Par exemple, grâce à HER Voice, le Fonds mondial fournit des petites subventions à des dizaines de groupes communautaires de filles et de jeunes femmes pour leur permettre de participer activement aux débats sur les politiques et à la gestion des programmes.

Nous devons également accélérer les investissements dans la collecte et l’interprétation des données. Trop souvent, les données que nous utilisons ne sont plus à jour, ne sont pas assez fines ou reposent sur des estimations non fiables ou biaisées. Ainsi, le nombre de personnes qui consomment des drogues reflète parfois une vérité que les décideurs appellent de leurs vœux, plutôt que la réalité. Sans données exactes, récentes et détaillées, nous pilotons à l’aveugle. Les systèmes de santé surchargés et affaiblis dépendent souvent de systèmes d’information sur la gestion sanitaire incohérents, fragmentés ou tenus sur papier.

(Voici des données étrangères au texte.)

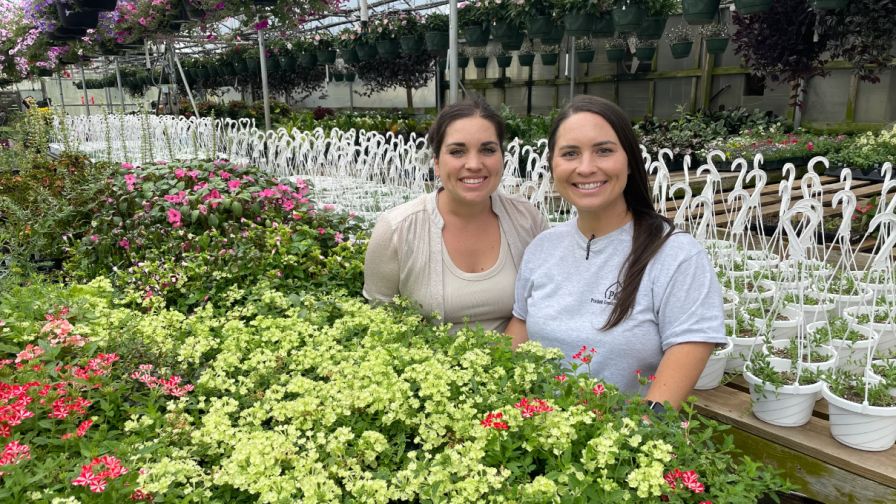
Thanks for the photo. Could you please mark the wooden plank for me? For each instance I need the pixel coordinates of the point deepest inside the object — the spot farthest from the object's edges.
(732, 407)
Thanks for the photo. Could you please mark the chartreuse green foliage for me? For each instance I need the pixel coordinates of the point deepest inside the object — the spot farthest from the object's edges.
(324, 398)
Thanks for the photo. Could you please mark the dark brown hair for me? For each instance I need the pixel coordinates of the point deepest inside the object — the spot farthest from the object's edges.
(461, 110)
(651, 229)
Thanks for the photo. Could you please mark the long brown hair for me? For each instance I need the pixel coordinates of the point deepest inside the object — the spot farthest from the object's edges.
(651, 230)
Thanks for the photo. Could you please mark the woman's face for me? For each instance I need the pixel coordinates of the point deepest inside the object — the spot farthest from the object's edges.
(470, 162)
(590, 167)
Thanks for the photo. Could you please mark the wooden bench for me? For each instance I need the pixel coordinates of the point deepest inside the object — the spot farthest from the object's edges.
(822, 468)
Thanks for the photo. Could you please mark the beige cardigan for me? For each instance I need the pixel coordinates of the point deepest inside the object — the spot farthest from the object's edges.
(404, 254)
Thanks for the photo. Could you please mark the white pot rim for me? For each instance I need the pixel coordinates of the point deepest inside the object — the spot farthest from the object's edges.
(835, 400)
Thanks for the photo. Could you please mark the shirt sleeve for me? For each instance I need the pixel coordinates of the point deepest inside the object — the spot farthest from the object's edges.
(690, 304)
(381, 263)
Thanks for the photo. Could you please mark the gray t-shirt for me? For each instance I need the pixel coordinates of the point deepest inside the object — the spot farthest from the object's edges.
(565, 300)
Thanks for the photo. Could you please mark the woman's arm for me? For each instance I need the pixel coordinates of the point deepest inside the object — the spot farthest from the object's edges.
(678, 372)
(516, 329)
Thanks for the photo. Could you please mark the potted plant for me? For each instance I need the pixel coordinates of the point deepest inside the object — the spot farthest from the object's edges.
(716, 37)
(700, 11)
(628, 15)
(616, 49)
(584, 50)
(645, 50)
(436, 32)
(782, 392)
(861, 415)
(526, 56)
(750, 7)
(681, 41)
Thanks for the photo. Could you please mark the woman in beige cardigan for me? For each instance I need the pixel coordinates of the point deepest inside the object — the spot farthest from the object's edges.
(456, 251)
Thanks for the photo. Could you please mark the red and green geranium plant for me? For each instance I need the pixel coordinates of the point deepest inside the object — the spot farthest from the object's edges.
(63, 408)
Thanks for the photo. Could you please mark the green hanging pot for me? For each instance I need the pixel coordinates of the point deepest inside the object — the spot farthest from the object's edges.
(603, 26)
(366, 52)
(586, 56)
(681, 49)
(748, 7)
(525, 59)
(513, 43)
(700, 11)
(548, 59)
(326, 56)
(476, 35)
(578, 24)
(716, 45)
(411, 44)
(628, 17)
(645, 53)
(540, 26)
(652, 28)
(830, 4)
(436, 42)
(388, 48)
(615, 54)
(349, 55)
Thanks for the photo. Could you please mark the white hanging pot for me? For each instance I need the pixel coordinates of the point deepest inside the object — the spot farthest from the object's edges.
(860, 426)
(885, 331)
(783, 329)
(851, 355)
(712, 374)
(786, 406)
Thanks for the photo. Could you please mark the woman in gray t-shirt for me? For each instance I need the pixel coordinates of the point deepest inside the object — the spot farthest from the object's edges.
(617, 279)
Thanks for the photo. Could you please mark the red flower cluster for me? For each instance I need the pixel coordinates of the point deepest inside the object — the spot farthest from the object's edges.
(171, 386)
(528, 408)
(13, 453)
(97, 481)
(688, 480)
(493, 420)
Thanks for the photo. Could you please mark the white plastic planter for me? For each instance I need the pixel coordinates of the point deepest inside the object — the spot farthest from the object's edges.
(860, 426)
(851, 355)
(786, 406)
(712, 374)
(885, 331)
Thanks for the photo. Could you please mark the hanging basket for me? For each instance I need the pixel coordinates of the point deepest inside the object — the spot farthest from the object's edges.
(411, 44)
(615, 54)
(326, 56)
(525, 59)
(652, 28)
(748, 7)
(628, 18)
(388, 48)
(645, 53)
(681, 49)
(366, 52)
(578, 24)
(700, 11)
(540, 26)
(586, 56)
(349, 55)
(548, 59)
(603, 26)
(476, 35)
(830, 4)
(513, 43)
(716, 45)
(436, 42)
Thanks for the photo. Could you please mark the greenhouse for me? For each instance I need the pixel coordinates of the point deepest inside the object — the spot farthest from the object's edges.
(393, 251)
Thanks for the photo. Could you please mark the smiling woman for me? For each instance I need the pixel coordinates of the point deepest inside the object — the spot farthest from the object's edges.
(456, 251)
(613, 279)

Nos investissements dans les systèmes de données doivent être accélérés et, alors que la couverture sanitaire universelle est dans l’air du temps, il faut y voir un élément des systèmes de données pour la santé. Ces méthodes de collecte des données, particulièrement quand elles concernent les communautés clés et vulnérables, devraient être mise en place au sein des communautés elles-mêmes.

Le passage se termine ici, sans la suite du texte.